To observers, more labored breathing, hindered decision-making, delayed reaction time, loss of muscle coordination and bluish discoloration to the skin can be witnessed. As oxygen becomes deficient, the person can experience tingling of extremities, confusion, visual changes, headache, anxiety, euphoria, nausea, dizziness, be unable to follow commands and appropriately comprehend among other symptoms.

This audio of an actual hypoxic pilot communicating with the control tower demonstrates his disability: You will note the impaired pilot is able to declare an emergency but not appreciate the severity by indicating “other than that, everything is A-OK.” His speech is slow and sluggish and his emotional state seems euphoric. This would be the opposite response of an individual with normal mentation. You will also appreciate the alterations in altitude with respect to recovery.

In this video (also at top of article) of a military pilot in a hypobaric chamber for hypoxia training, you can observe the progression of his incapacitation. Initially, he is able to name the playing cards as he shows them to his colleagues. As the time passes, you will note an increase in the depth and rate of his breathing, he will state he feels tingling and he improperly identifies the ace of spades and other cards. His eyes don’t focus, appear glazed over and there is a disconnect between the orders he is given and his ability to perform the basic tasks. As the severity of his symptoms intensify, despite firm direction from his peers that he must do these things or will die, the subject cannot help himself and further decompensates. 

He exceeds his Time of Useful Consciousness (TUC). This is the period of time between when the oxygen is limited and he can no longer protect himself or fix the situation. The Effective Performance Time (EPT) is the period in which a pilot can perform his flying duties amidst an oxygen-poor environment. 
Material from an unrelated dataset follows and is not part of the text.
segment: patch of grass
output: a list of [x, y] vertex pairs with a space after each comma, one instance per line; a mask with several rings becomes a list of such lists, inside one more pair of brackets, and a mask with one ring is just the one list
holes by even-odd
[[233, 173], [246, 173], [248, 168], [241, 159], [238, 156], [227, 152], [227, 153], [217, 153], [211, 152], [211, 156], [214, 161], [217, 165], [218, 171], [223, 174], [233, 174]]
The following table (2) shows how TUC/EPT are often used synonymously and diminish with increasing altitude. These refer to a person on average at rest. Previously described conditions that facilitate hypoxia will speed up these times.

In conclusion…

Grounding a quarter of the fleet is a sensible choice to ensure identification and resolution of the problem. The F-22 Raptor endured the same fate in 2011 until it was determined “a faulty valve on the pilots’ life support vest” was to blame as it was “improperly tightening and constricting their breathing.” Little is known so far on the source of these recent incidents other than it appears to be limited to 56th Fighter Wing pilots at Luke Air Force Base, Arizona. Hopefully, the investigation will expeditiously yield specific, correctible results. 

This is also why diversity in aircraft for the military is essential. Should a technical issue arise in one design, there will be less of a burden on the remaining teams and progress can be maintained. 

The success and safety of our pilots should remain the primary concern. Taking hypoxia seriously is crucial in all aspects of flight. When rapidly discovered, the threat can be resolved.

Source(s):

(1) (2) Introduction to Aviation Physiology—Federal Aviation Administration.